Another limitation concerns geographical and socioeconomic representation. Most clinical trials of the RSV preF vaccine have been conducted in high- and middle-income countries, with limited data from low-income settings. Given the higher burden of severe RSV disease in these regions [34], maternal vaccination may prove even more beneficial. However, the effectiveness of maternal RSV vaccination may vary across different populations due to factors like pre-existing immunity, nutritional status, and the prevalence of other health conditions. Moreover, ensuring equitable access to vaccination services, particularly for women in remote or underserved areas, is crucial. This may involve addressing geographical barriers, cultural beliefs, and socioeconomic factors that influence healthcare utilization. Additional studies focused on low- and middle-income countries are essential to assess the vaccine’s global applicability and support its broader implementation.
Finally, maternal vaccination rates remain generally low, and uptake is closely tied to perceptions of RSV severity. Therefore, educational initiatives targeting healthcare professionals (particularly obstetricians, midwives, and primary care providers) are needed to promote routine antenatal RSV vaccination worldwide [35].
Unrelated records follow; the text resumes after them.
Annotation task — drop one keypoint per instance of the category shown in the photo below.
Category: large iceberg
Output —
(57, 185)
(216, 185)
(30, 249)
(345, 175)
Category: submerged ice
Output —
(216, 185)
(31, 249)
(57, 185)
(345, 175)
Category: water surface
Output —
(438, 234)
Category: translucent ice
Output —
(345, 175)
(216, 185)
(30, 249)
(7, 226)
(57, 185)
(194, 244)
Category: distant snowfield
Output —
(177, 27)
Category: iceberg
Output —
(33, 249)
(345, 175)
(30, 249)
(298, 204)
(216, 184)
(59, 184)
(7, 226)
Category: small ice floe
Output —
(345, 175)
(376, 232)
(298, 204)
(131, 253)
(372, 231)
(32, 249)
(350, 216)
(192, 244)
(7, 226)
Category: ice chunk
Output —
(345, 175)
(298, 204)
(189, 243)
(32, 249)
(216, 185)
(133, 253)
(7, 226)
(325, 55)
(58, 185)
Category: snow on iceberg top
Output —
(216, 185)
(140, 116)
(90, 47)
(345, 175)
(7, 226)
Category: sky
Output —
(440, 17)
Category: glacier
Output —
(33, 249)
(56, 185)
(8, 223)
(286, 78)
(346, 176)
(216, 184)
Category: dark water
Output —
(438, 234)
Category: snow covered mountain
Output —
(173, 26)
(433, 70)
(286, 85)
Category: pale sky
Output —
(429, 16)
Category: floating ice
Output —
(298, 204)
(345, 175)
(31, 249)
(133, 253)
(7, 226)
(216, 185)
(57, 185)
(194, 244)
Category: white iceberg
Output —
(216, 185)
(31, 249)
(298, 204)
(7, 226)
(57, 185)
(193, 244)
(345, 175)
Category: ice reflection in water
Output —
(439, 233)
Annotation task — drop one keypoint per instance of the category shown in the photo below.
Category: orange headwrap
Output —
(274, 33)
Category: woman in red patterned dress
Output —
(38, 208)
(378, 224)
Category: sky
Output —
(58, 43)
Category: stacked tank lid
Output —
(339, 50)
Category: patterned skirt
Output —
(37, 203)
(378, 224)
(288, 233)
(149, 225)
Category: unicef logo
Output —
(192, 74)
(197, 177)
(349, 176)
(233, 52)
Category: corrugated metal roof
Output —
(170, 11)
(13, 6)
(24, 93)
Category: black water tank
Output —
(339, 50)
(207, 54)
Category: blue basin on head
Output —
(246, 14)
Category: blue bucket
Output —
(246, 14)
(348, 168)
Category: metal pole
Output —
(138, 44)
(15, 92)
4.2. RSV preF Vaccine Safety

Although the RSV preF vaccine is authorized for use in pregnant women, several safety concerns remain unresolved. Chief among them is a possible association with an increased risk of preterm birth. In one study, women vaccinated between 24 and 36 weeks of gestation had a higher rate of preterm birth compared to those receiving a placebo (5.7% vs. 4.7%, respectively; relative risk [RR] 1.20, 95% CI 0.98–1.46) [36]. However, a definitive causal relationship could not be established, as other confounding factors may have influenced outcomes.
This analysis was limited by a low number of events, and the increased risk of preterm birth was observed primarily in non-high-income countries (RR 1.73, 95% CI 1.22–2.47), especially South Africa (RR 2.06, 95% CI 1.21–3.51). Notably, many premature births occurred during a period when the B.1.617.2 (Delta) variant of COVID-19 was predominant [36].
A small but statistically significant increase in preterm birth risk was also identified in a separate trial of the RSV preF3 vaccine, a formulation similar to the RSV preF vaccine. This study was terminated early after interim analysis showed a higher rate of preterm births among vaccinated women (6.8% vs. 4.9%; RR 1.37; 95% CI 1.08–1.74; p = 0.01). Neonatal mortality was also slightly higher in the vaccine group (0.4% vs. 0.2%; RR 2.16; 95% CI 0.62–7.56; p = 0.23) [37].
Due to these mixed findings, a Cochrane review of six clinical trials concluded that maternal RSV vaccination might slightly increase the risk of preterm birth, although the evidence was of very low certainty (RR 1.16; 95% CI 0.99–1.36; six RCTs, 17,560 infants). These safety concerns have influenced regulatory guidance: In the United States, the vaccine is recommended between 32 and 36 weeks of gestation to minimize any potential risk. In contrast, in Europe and the UK, vaccination is permitted from 24 to 36 weeks. Clarifying these safety issues is vital, as widening the immunization window may improve vaccine coverage, particularly in low-resource settings where prenatal care is often limited.
Another unresolved concern involves the potential association between RSV preF vaccination and Guillain–Barré syndrome (GBS). Among adults aged 65 and older, nine additional GBS cases per million doses were reported within 1 to 42 days post-vaccination. Although the FDA could not establish a causal link between the vaccine and GBS, it did not rule out the possibility, especially in pregnant women. Consequently, the agency has requested further safety studies and mandated updates to the product labeling to inform recipients of this potential risk [38].
Finally, additional research is needed to evaluate whether RSV preF vaccination is associated with early- or late-onset hypertensive disorders of pregnancy. A recent analysis reported a hazard ratio (HR) of 1.43 (95% CI 1.16–1.77) for developing hypertensive disorders following vaccination [39]. It remains unclear whether cases of early-onset hypertension—which would occur before vaccine eligibility—were excluded from the analysis. Furthermore, results were not stratified by the type of labor onset, making it difficult to determine whether spontaneous preterm births differed by vaccination status. The uncertainty surrounding the observed safety signals after RSV vaccination emphasizes the need for diligent post-marketing surveillance and the careful monitoring of reported adverse events following immunization. In this context, voluntarily submitted reports to the U.S. Food and Drug Administration’s Vaccine Adverse Event Reporting System (VAERS) can be important, particularly for evaluating rare but clinically relevant adverse events [40].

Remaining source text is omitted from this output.